Joyland’s fried chicken sandwich, at $11, was far more substantial and it was very good, but lately I’ve been putting all fried chicken sandwiches to the Zaxby’s test and y’all, I’m sorry to say that Joyland’s fried chicken sandwich did not pass. It was not as good as Zaxby’s $7 Signature Chicken Sandwich. I know. I really wanted Joyland to beat Zaxby’s, but it did not.
You’d think I wouldn’t come back to Joyland after this experience, but you would be wrong. Because I haven’t told you yet about the fries.
The fries.
Were.
AMAZING.
The fries were a marvel of engineering. The fries were divinely inspired.
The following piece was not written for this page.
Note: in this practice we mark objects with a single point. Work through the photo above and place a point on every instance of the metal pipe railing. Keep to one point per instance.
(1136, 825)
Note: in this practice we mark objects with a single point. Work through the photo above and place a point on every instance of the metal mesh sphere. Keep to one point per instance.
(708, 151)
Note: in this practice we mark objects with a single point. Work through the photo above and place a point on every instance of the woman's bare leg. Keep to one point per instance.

And the fries were only $3, which is a totally fair price for what we got.
Sure, they look like a simple box of crinkle cut fries, but you know how when you order even really good crinkle-cut fries, some of them come out perfect and crisp while others are limp and kind of disgusting, and you end up rooting around in the box for the crispy ones and leaving the floppy ones to slowly get cold and nasty? Every single one of our Joyland french fries was uniformly crisp, perfectly salty, and wholly delicious. My children argued that the curly fries were even better, but I have always considered curly fries to be the bastards of the french fry family. Not that there’s anything wrong with that… they just have to deal with some side eye at the reunions, if you know what I mean.
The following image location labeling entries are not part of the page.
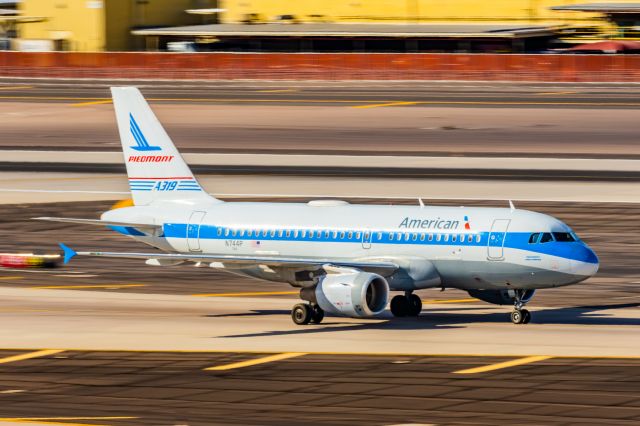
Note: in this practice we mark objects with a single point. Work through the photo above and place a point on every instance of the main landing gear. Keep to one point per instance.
(520, 315)
(407, 305)
(304, 313)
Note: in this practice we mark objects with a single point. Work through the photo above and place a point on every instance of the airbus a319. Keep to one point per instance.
(346, 259)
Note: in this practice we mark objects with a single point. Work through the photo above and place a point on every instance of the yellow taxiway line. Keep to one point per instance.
(263, 360)
(438, 301)
(278, 91)
(30, 355)
(366, 103)
(501, 365)
(102, 102)
(555, 93)
(15, 87)
(256, 293)
(61, 421)
(70, 287)
(385, 105)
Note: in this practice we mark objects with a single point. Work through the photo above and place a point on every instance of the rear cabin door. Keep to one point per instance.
(497, 236)
(193, 230)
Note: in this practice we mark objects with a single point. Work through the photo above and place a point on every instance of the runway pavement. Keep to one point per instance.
(369, 119)
(115, 342)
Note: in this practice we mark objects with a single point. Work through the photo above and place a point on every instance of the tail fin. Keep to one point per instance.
(156, 170)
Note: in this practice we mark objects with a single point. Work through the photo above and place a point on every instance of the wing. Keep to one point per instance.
(143, 226)
(382, 267)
Either way, Joyland’s french fries sparked joy in the Ferrier family, and if Sean Brock’s Wikipedia entry 40 years from now starts with Sean Brock is best known for perfecting the crinkle-cut french fry, let’s be clear here and now that I was the one who called it first.
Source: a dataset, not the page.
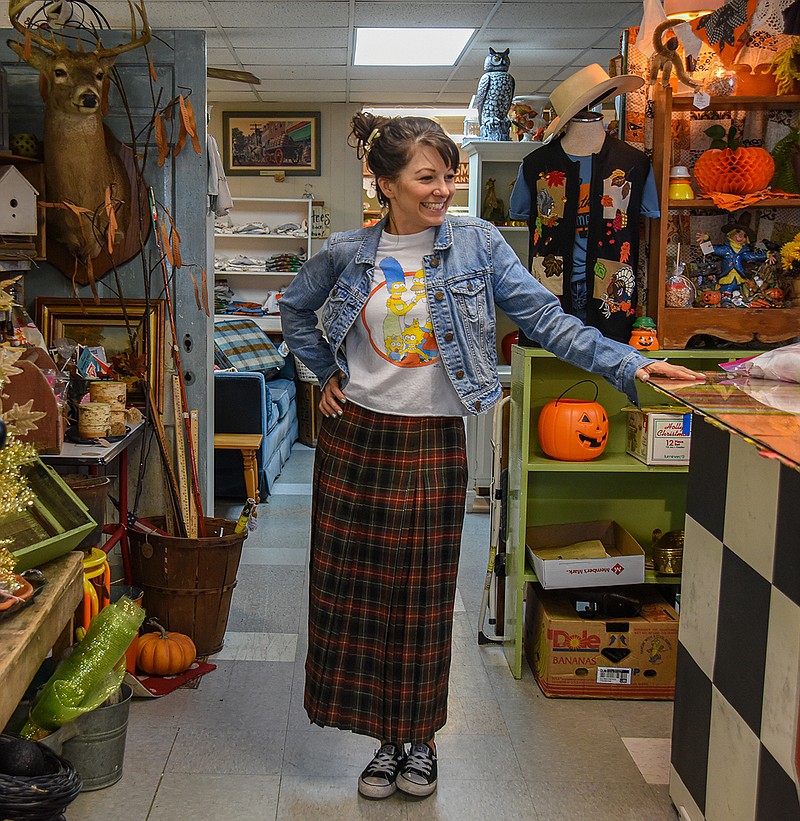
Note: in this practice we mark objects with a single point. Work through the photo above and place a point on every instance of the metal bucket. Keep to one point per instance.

I will go back to Joyland (assuming I’m not permanently barred due to this review) for the fries. I might even try a milkshake, although a milkshake is a milkshake is a milkshake, in my experience. Have you ever had a really bad milkshake? I didn’t think so.
I’m left with some deep and disturbing thoughts after our Joyland visit. Joy, I’ve decided, cannot be manufactured by scientists or expensive machines or fancy-sounding names for perfectly ordinary ingredients. Joy is possible only when food is made with love or passion or creative energy that has less to do with dollars and more to do with an all-consuming devotion to the art of cooking. This I believe.
And that’s my review.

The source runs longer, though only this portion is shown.